Lady Gaga dominates MTV Europe Music Awards in Belfast
Lady Gaga has dominated the MTV Europe Music Awards in Belfast, collecting four prizes in a range of outfits.
The US pop singer gained awards for best song, best video, best female and biggest fans at the ceremony, in the Odyssey Arena.
She wore several outlandish costumes, including an oversized silver dress topped off by a satellite dish hat.
Teen star Justin Bieber and R&B singer Bruno Mars were the other big winners, receiving two prizes each.
Backstage after the show, Lady Gaga said she was overwhelmed by her haul of trophies.
"I never anticipate or perceive that anything will come easily to me," she said.
"It's always a fight from the bottom up."
Actor David Hasselhoff had some trouble working out how to hand over the best female trophy to the 25-year-old star.
"I was trying to find her hand but I ended up having to hold the award," he said.
"I was just trying to figure out 'what do I do here?' But she is lovely."
Other winners were Katy Perry, who received the best live act accolade, Eminem, who won best hip-hop and Linkin Park, who beat Coldplay to take home best rock.
Queen received the global icon award, with band members Brian May and Roger Taylor picking up their honour on the night.
At the same time as the main awards ceremony in the Odyssey Arena, Northern Ireland band Snow Patrol were playing a free gig to 15,000 people at City Hall, with Red Hot Chili Peppers performing at the Ulster Hall.
The ceremony opened with Coldplay performing Every Teardrop Is A Waterfall.
It also included a tribute to singer Amy Winehouse, who was found dead at her home in London in July.
An emotional Jessie J presented the tribute, and said the Brit and Grammy award-winner had been an inspiration to her.
"I never got to thank Amy for breaking boundaries as I truly believe without her I wouldn't be standing here today," she said.
"She set a new standard for British female artists."
This reverential tone was not the dominant theme of the ceremony, however.
Lady Gaga rivalled host Selena Gomez in her ability to change outfits and at one stage perched herself on a model of a moon.
Jessie J burst out of a giant safe to deliver her song Price Tag and at one point, a streaker bound on to the stage and exchanged words with US actress Hayden Panettiere.
Ms Panettiere said it was "definitely the most surprising award show I've ever been to".
Earlier, Snow Patrol frontman Gary Lightbody had said Belfast was "literally vibrating with joy" at staging the event.
"It is great that Northern Ireland is getting an international spotlight thrown at it in such a positive way," he said.
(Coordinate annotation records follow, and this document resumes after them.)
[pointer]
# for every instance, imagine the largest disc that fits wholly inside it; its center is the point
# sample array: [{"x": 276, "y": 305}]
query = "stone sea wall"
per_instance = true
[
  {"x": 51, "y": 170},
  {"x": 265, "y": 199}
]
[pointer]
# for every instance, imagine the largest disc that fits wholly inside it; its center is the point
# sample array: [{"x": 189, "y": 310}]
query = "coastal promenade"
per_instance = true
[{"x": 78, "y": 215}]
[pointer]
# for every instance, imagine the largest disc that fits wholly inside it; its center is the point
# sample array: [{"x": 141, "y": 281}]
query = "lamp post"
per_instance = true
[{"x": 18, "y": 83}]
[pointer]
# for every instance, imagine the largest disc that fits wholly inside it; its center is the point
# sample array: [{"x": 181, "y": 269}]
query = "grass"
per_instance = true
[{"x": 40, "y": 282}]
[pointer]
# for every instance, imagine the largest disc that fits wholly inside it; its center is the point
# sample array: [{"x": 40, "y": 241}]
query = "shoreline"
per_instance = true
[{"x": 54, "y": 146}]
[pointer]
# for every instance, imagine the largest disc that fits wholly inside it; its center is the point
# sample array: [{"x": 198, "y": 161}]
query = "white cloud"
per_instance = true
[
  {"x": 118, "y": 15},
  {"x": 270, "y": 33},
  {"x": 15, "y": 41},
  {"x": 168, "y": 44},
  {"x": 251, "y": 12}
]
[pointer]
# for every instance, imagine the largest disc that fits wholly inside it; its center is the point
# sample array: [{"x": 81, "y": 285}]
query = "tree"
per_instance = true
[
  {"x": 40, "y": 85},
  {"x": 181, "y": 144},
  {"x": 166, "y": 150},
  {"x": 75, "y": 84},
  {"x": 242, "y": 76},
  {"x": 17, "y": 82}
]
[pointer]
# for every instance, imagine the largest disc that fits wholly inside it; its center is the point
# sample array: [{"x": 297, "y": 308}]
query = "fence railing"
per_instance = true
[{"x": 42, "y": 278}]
Mr Lightbody, who is from Bangor, County Down, said it was an "incredible opportunity for people to think about the music in Northern Ireland".
"The list is endless of new bands at the moment and it is great that MTV have taken their cameras around some of the smaller gigs as well over the past week," he said.
The singer, whose hits include Chasing Cars and Run, added: "It's kind of a dream to stop the traffic in Belfast.
"Very often Northern Ireland in the past has been in the news for other reasons and this is a really, really amazingly positive reason to be in the news."
Selena Gomez, whose boyfriend Justin Bieber performed at the show said it was a "huge honour" to have been given the role.
The European branch of the MTV Awards is generally more relaxed and off-the-cuff than the bigger, American version.
The ceremony lands at a different destination every year, from Berlin to Madrid. Belfast is the smallest host city so far.
Organisers said there had been a "10-year courtship" between the council and MTV.
Previously, it had been felt that Belfast's infrastructure could not cope with the demands of a show that requires 39 separate hotels to house personnel from production crews to celebrity entourages.
"It's a multi-million dollar event," MTV's Richard Godfrey said. "It's the most ambitious show we've done for a long time."
Belfast City Council believes the ceremony could generate £10 million in tourism revenues, while a specially organised Belfast Music Festival in the run-up to the show saw several local bands sign management and record deals.
Gary Lightbody said: "I hope this will speed things up for them.
"Snow Patrol went through 10 years of not selling any records. I'd love that not to happen to any of these bands."